Un’amara verità sta emergendo con forza, specialmente nel dinamico ma fragile ecosistema delle startup: la carenza cronica di Unità di Elaborazione Grafica (GPU), i processori essenziali che alimentano l’addestramento dei modelli AI. A dare voce a questa frustrazione è stato Britton Winterrose, Direttore del Business Development Tecnologico per le Startup di Microsoft, il quale ha pubblicamente denunciato la situazione con un post sul social X (ex Twitter), definendo in modo colorito e drammatico la sua attività principale come una vera e propria “questua di GPU”.

Il commento di Winterrose, secondo cui “molti giorni sembra che il mio intero lavoro sia elemosinare GPU,” ha fatto il giro del settore tecnologico, rivelando una realtà brutale che persiste dal 2020 senza accennare a miglioramenti. Le sue parole smentiscono con forza ogni ipotesi di una “bolla AI”, sostenendo che la domanda di GPU è ancora esplosiva e che lo sviluppo e l’implementazione dei servizi AI continuano a crescere senza sosta. Questa incessante fame di potenza di calcolo ha innescato una competizione feroce in cui le grandi aziende, con la loro capacità di investire somme astronomiche, monopolizzano l’accesso ai chip più performanti, come quelli di NVIDIA.

Il risultato di questa sproporzione è che le startup, nonostante abbiano idee innovative e tecnologie promettenti, si trovano paralizzate. L’impossibilità di assicurarsi risorse di calcolo ad alte prestazioni impedisce loro non solo di addestrare i propri modelli AI in modo efficace, ma anche di mantenere attivi e competitivi i propri servizi. Winterrose, forte della sua esperienza di sette anni e della collaborazione con oltre cinquecento startup AI, nonché del suo ruolo di angel investor in circa quaranta di esse, ha enfatizzato la gravità della situazione: non è una questione di avidità, ma di sopravvivenza.

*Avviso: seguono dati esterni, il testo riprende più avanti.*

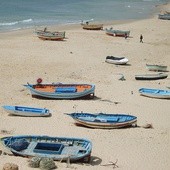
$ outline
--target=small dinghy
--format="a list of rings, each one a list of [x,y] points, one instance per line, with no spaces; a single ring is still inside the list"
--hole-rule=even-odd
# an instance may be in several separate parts
[[[25,106],[2,106],[5,111],[12,115],[17,116],[32,116],[32,117],[41,117],[41,116],[50,116],[49,109],[46,108],[34,108],[34,107],[25,107]]]
[[[158,80],[158,79],[165,79],[167,77],[168,74],[165,73],[135,75],[136,80]]]
[[[126,57],[107,56],[105,61],[110,64],[124,65],[129,60]]]
[[[77,99],[93,98],[95,85],[92,84],[27,84],[24,85],[31,91],[32,96],[49,99]]]
[[[8,136],[0,140],[16,156],[47,157],[56,161],[89,162],[92,143],[83,138]]]
[[[170,99],[170,90],[141,88],[139,89],[139,93],[152,98]]]
[[[70,113],[77,125],[97,129],[123,128],[137,124],[137,117],[127,114]]]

La critica di Winterrose non si è limitata a lamentare la carenza di offerta, ma ha puntato il dito anche sulla distribuzione dei preziosi chip, arrivando a chiamare in causa il CEO di NVIDIA, Jensen Huang. L’esecutivo di Microsoft ha criticato l’allocazione delle GPU a ciò che ha definito “minatori di Bitcoin casuali” – alcuni dei quali si maschererebbero da “data center di primo e secondo livello” – per le operazioni di mining di criptovalute.

Questo sfogo non è semplicemente un lamento personale o aziendale; esso illumina una crisi strutturale all’interno dell’ecosistema delle startup. Winterrose ha espresso il suo profondo rammarico nel vedere come idee e tecnologie estremamente promettenti vengano soffocate e costrette a fallire per la semplice mancanza di hardware. Egli ha ribadito l’urgente necessità di supportare i fondatori che, armati di visione, convinzione e tenacia, sono la vera forza trainante dell’innovazione AI.

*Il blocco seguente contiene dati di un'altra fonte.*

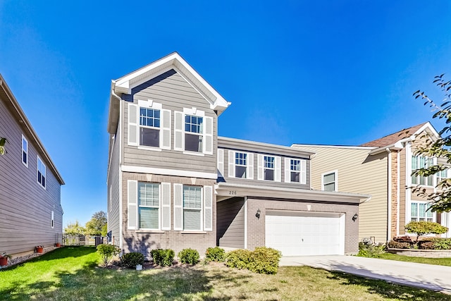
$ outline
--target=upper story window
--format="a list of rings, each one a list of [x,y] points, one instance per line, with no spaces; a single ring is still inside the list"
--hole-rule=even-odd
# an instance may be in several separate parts
[[[171,111],[152,100],[128,104],[128,145],[171,149]]]
[[[140,145],[160,147],[160,110],[140,107]]]
[[[414,171],[419,168],[427,168],[433,165],[432,158],[428,158],[421,156],[412,156],[412,171]],[[412,176],[412,183],[416,185],[424,185],[432,186],[433,185],[433,176],[429,176],[424,177],[422,176]]]
[[[185,150],[202,152],[204,118],[202,117],[185,116]]]
[[[174,150],[201,156],[213,154],[213,118],[196,108],[175,111]]]
[[[138,182],[138,221],[141,229],[159,229],[159,184]]]
[[[42,163],[41,159],[37,157],[37,183],[41,184],[43,188],[45,188],[46,185],[46,167]]]
[[[433,213],[428,210],[431,204],[424,202],[412,201],[410,204],[412,221],[433,221]]]
[[[321,175],[323,190],[338,191],[337,173],[337,171],[331,171]]]
[[[28,141],[22,135],[22,163],[28,167]]]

In un settore dove il successo o il fallimento sono determinati dalla potenza di calcolo disponibile, la difficoltà di accesso alle GPU non è solo un problema logistico, ma un ostacolo etico e strategico che minaccia di concentrare il potere innovativo nelle mani di pochi giganti tecnologici. La denuncia di Winterrose, dunque, va oltre il singolo inconveniente e si configura come un appello drammatico all’intero settore, affinché si trovi una soluzione per evitare che la penuria di hardware soffochi il potenziale trasformativo delle piccole e agili realtà che alimentano il futuro dell’Intelligenza Artificiale.